Mass production techniques and methods for applying S.carpocapsae are being developed by commercial producers. Steinernematid infective stages can be stored for a period of five years under cold conditions. They can be used along with pesticides for spraying to control pests and Nematodes. Heterorhabditiis Spp and S.glasesis have proved useful Steinernema for control of certain pests. But unfortunately the development of mass production and application techniques are not developed for their process (Capinera, 2008).
Techniques available for breeding
The same methods used to breed for any heritable characteristic are also used for breeding for insect resistance and depend on the mating system of the plant. Breeding for insect resistance however is complicated as the resistance can be assayed by making the plant to be attacked by the insect. Breeding for resistance may not be stable as they may loss certain conditions. Also recurrent selection or back crossing, a desirable but susceptible variety of a crop is crossed with another cultivated or wild relative that has the resistance to the insect. Other techniques available includes the use of F1 hybrids of two different genes of resistance, use of naturally or artificially (by UV light, x rays) that show increased resistance and altering the number of chromosomes by adding chemicals like Colchine and by radiation (Agrios, 2005).
Breeding for resistance using tissue culture and genetic engineering techniques
The process of breeding to produce insect resistance to plants using tissue culture is effective as they include meristerm tip propagation, callus and single cell culture, haploid plant production and protoplasm isolation, culture, transformation, fusion and regeneration to whole plants. The potential of these techniques is further augmented by molecular technologies.
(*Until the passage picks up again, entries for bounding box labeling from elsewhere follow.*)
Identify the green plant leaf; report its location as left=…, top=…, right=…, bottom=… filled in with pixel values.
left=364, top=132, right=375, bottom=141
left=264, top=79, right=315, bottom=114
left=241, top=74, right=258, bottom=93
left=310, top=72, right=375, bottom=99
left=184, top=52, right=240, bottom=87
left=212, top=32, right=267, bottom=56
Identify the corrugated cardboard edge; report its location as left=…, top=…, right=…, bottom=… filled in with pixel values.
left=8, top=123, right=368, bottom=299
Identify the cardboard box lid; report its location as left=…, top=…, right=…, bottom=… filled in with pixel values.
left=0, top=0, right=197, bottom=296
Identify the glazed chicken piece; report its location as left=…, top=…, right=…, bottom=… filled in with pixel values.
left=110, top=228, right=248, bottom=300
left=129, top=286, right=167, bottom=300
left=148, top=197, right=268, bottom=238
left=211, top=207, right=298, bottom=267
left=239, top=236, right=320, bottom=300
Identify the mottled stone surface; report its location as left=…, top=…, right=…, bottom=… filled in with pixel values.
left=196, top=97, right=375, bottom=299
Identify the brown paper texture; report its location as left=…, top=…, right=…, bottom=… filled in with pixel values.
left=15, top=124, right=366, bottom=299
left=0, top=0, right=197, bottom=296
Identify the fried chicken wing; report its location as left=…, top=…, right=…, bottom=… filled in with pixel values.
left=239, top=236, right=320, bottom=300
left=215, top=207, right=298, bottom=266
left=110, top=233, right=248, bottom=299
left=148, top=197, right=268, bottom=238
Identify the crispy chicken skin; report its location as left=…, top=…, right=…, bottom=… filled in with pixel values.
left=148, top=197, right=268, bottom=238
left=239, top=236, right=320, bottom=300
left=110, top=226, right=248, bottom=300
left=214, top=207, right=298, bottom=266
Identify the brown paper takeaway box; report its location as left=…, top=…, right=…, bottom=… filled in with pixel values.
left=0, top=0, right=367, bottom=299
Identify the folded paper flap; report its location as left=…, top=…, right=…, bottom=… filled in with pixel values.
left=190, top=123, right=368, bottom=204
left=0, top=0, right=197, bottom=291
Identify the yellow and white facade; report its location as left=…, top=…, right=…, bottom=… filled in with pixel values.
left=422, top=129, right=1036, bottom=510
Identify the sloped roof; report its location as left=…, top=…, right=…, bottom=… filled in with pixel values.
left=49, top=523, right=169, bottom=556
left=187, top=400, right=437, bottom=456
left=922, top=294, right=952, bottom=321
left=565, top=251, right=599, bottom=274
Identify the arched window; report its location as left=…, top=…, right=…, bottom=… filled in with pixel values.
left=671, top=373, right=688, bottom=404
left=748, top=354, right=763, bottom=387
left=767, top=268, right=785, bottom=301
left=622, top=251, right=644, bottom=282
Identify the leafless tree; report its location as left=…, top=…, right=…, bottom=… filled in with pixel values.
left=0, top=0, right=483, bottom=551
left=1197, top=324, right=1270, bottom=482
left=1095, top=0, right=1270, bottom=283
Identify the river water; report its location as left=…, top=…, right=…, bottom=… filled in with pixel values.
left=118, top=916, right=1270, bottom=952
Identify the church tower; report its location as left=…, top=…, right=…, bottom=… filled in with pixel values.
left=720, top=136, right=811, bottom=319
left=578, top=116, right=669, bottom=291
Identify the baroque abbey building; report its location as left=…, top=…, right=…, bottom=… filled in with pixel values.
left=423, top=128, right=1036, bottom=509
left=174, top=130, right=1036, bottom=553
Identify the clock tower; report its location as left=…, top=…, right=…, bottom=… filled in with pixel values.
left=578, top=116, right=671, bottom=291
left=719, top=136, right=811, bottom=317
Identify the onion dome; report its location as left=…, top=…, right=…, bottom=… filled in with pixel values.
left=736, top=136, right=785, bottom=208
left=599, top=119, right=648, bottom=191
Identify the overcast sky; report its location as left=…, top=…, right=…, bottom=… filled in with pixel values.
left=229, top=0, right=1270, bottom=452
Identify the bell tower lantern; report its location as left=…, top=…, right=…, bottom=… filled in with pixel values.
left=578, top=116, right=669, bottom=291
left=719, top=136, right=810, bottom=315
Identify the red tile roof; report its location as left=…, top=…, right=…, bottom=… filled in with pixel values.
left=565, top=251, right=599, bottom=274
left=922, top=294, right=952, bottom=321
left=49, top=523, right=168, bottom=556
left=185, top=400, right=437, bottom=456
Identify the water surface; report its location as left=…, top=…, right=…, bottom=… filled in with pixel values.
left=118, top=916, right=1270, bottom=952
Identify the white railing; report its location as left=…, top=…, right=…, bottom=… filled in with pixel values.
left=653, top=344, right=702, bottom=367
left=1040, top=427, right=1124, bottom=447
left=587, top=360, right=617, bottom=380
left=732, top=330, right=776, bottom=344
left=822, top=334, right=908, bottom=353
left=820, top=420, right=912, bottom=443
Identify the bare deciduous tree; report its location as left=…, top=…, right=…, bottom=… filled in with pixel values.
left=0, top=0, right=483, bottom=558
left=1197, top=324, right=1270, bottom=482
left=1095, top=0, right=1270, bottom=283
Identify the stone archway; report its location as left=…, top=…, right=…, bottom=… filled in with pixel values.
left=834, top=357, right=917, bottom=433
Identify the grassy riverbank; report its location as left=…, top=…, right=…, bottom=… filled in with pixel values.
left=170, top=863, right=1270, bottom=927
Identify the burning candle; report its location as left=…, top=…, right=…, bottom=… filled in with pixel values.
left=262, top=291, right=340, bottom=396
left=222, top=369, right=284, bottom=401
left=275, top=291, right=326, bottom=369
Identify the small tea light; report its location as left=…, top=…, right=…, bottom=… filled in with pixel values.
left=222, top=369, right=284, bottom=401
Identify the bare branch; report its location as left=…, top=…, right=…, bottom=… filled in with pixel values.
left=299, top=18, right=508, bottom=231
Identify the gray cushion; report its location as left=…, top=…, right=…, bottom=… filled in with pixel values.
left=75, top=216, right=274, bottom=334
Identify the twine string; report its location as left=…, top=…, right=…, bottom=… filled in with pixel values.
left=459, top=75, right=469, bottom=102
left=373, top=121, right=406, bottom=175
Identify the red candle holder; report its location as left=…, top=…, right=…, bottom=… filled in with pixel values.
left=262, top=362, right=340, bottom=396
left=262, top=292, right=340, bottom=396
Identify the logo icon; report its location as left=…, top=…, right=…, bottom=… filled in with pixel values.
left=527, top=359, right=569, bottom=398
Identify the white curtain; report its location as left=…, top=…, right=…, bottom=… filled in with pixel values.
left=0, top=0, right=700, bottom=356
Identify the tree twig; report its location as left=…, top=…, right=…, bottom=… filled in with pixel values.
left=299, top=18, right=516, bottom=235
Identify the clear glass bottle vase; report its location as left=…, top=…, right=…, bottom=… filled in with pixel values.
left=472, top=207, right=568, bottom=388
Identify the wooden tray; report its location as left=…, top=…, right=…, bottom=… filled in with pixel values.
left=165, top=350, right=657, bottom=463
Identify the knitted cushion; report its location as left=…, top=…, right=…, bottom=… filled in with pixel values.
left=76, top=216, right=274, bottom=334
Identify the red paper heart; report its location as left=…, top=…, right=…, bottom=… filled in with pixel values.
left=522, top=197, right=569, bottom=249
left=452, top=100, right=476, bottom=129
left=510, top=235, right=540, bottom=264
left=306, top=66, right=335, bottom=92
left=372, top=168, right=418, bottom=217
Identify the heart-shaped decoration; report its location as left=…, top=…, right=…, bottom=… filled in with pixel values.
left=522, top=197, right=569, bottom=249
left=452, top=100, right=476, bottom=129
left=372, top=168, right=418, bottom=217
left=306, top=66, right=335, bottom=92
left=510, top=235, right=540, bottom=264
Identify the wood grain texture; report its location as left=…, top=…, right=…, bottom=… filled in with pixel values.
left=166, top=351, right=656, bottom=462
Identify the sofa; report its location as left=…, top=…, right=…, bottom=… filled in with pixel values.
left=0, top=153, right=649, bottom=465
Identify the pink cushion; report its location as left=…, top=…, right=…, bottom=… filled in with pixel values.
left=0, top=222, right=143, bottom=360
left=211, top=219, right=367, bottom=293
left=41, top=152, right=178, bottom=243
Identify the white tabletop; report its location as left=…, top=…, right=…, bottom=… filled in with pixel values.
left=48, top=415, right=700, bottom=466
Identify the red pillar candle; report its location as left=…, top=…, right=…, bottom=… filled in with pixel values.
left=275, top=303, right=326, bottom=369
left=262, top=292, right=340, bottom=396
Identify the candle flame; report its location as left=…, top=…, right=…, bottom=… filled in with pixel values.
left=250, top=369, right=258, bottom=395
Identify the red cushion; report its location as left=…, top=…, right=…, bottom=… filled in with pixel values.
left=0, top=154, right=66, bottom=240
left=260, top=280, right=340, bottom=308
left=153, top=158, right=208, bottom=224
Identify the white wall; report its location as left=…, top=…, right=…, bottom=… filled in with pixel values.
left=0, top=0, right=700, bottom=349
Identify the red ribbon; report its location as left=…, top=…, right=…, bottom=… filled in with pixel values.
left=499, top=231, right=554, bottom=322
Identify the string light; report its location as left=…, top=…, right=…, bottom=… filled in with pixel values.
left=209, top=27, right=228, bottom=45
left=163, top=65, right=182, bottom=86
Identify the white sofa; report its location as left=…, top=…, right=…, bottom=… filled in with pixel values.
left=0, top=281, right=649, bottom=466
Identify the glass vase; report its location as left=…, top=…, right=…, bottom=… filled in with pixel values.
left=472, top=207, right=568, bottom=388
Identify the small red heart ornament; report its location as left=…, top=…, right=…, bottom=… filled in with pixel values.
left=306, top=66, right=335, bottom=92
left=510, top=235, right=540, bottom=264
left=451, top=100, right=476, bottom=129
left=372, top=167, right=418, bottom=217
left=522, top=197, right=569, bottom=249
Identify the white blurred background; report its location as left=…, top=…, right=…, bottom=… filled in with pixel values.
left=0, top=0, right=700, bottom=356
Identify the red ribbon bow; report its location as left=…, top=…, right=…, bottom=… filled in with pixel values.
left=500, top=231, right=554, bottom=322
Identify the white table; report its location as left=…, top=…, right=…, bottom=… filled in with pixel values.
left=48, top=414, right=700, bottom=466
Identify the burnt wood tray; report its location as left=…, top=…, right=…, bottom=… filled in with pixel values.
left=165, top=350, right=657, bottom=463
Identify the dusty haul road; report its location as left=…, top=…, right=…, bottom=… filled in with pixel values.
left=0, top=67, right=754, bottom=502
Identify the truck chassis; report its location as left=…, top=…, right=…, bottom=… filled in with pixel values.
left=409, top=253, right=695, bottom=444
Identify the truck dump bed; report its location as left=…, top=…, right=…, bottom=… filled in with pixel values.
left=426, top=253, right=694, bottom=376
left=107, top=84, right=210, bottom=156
Tissue culture of insect resistance plant is useful on plants like strawberries, apple, bananas, sugarcane and potatoes. The plants generated from the culture are isolated and are tested for the insect resistance. These cultures were processed for the production of resistant dihaploids from Haploid plants by addition of chemicals like Colchicine. The insect resistance of the plants can be increased by protoplast fusion. This results in the production of Cybrid cells containing the nucleus of one cell and the cytoplasm of the other which are produced by the fusion of hybrid cells containing the nuclei and cytoplasm of both protoplasts. These cells produced are genetically transformed into the plant cells. There are various methods available for the same. This includes direct DNA uptake, microinjection of DNA, liposome mediated delivery of DNA, use of plant viral vectors and by the use of natural gene vector system of A. Tumefaciens. When DNA are introduced into plant cells, DNA gets integrated into the plan chromosomal DNA. When this DNA carries appropriate regulatory genes recognized by the plant cells, the DNA is expressed. So far only micro projectile bombardment and Agrobacterium system have been used successfully to introduce into plants specific new genes that were then expressed by the plant (Agrios, 2005).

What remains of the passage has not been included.